Machine learning algorithms detecting the association between the gene signature and the sensitivity of anticancer drugs

We applied the "pRRophetic" R package14 and machine learning alogorithms to detect the association between the gene signature and the sensitivity of anticancer drugs. This method successfully identified 24 anticancer drugs with a significant correlation between their sensitivity (measured by inhibitory concentration, IC50) and our model. Among these 24 drugs, patients with high-risk scores showed higher sensitivity with 14 anticancer drugs: GNF.2 (p < 0.001), GSK269962A (p < 0.001) AZD8055 (p < 0.001), Rapamycin (p < 0.001), Bortezomib (p = 0.002), Lenalidomide (p = 0.009), FTI.277 (p < 0.001), GDC.0449 (p < 0.001), PD.0332991 (= 0.001), Thapsigargin (p = 0.014), JNK.Inhibitor.VIII (p = 0.016), Parthenolide (p = 0.014), Gefitinib (p < 0.001), MS.275 (p = 0.007), while patients with low-risk scores showed higher sensitivity with 10 anticancer drugs: Camptothecin (p < 0.001), SB.216763 (p < 0.001), Etoposide (p < 0.001), FH535 (p < 0.001), Tipifarnib (p < 0.001), JNK.9L (p < 0.001), Vinblastine (p < 0.001), Mitomycin.C (p < 0.001), X17.AAG (p = 0.038), NSC.87877 (p < 0.001) (Sup Fig. 7). Notably, Bortezomib is currently being investigated in a phase II clinical trial as a monotherapy for patients with metastatic breast cancer15. Furthermore, a phase II trial has assessed the combination of gefitinib and tamoxifen in patients with hormone receptor-positive metastatic breast cancer16.
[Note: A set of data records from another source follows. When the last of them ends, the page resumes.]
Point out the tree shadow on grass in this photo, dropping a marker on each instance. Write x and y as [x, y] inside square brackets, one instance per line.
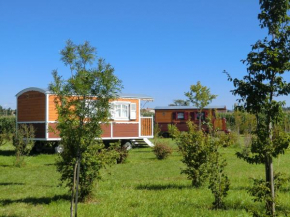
[9, 215]
[156, 187]
[10, 183]
[7, 153]
[35, 201]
Validations of the expression levels of the chrlncRNAs and gene signature model in clinical specimens

To validate our preclinical findings, we analyzed clinical samples from 72 chemotherapy-naïve patients with breast cancer, including primary breast cancer tissues and matched adjacent normal tissues. Comprehensive clinical data was available for all participants (Sup Table 2). We assessed the expression of PINK1.AS, OIP5.AS1, HID.AS1, and MAPT.AS1 in tumor pairs using qRT-PCR, which revealed a marked increase in the expression of these chrlncRNAs in tumor tissues compared to adjacent tissues (Fig. 6A–D). DNA gel electrophoresis was performed to evaluate qPCR products (Sup Fig. 8). Notably, the expression of PINK1.AS, OIP5.AS1, HID.AS1, and MAPT.AS1 was statistically higher in the infiltrating ductal carcinoma subtype (Fig. 6E). By applying our gene signature model, we calculated risk scores for all patients and categorized them into low- and high-risk groups based on the median score (Table 1). In the high-risk subgroup, patients were significantly associated with the clinicopathological parameters of advanced T (p = 0.022), M (p = 0.010), and N stage (p = 0.006), advanced grading (p = 0.006), advanced AJCC stage (p < 0.001), higher ki-67 expression (p < 0.001), lower ER (p = 0.017), PR expression (p = 0.025), cancer emboli (p < 0.001), and perineural invasion (p < 0.001). The risk score was also correlated with the pathological type and HER2 expression level, indicating its potential utility in devising targeted therapies for breast cancer. These clinical observations reinforce the link between our gene signature model and the malignant traits of breast cancer, suggesting a pivotal role for chrlncRNAs in disease initiation and progression.

Discussion

Redox homeostasis is increasingly recognized as a critical target for anticancer strategies, with Cu playing a vital role because of its variable redox states17. The involvement of copper in numerous metabolic reactions necessitates a careful balance between its uptake and distribution, impacting processes such as energy production and iron transport18. Although cancer cells require high Cu levels for hypermetabolism and proliferation, the precise implications of Cu in oncogenesis and cancer progression are not fully understood19. In this study, we extensively analyzed copper homeostasis-related gene profiles in patients with BC and developed a novel prognostic lncRNAs signature consisting of PINK1.AS, OIP5.AS1, HID.AS1, and MAPT.AS1 using LASSO Cox regression. This signature was notably correlated with clinicopathological features and demonstrated predictive ability for BC patient prognosis. Additionally, the expression of these chrlncRNAs was elevated in tumor tissues compared to adjacent normal tissues in our cohort of 72 patients with BC. Moreover, the high-risk group had more adverse clinical characteristics than the low-risk group. Collectively, these findings indicate the efficacy of the chrlncRNA-related signature for prognosticating BC outcomes, thereby providing valuable insights for future clinical applications.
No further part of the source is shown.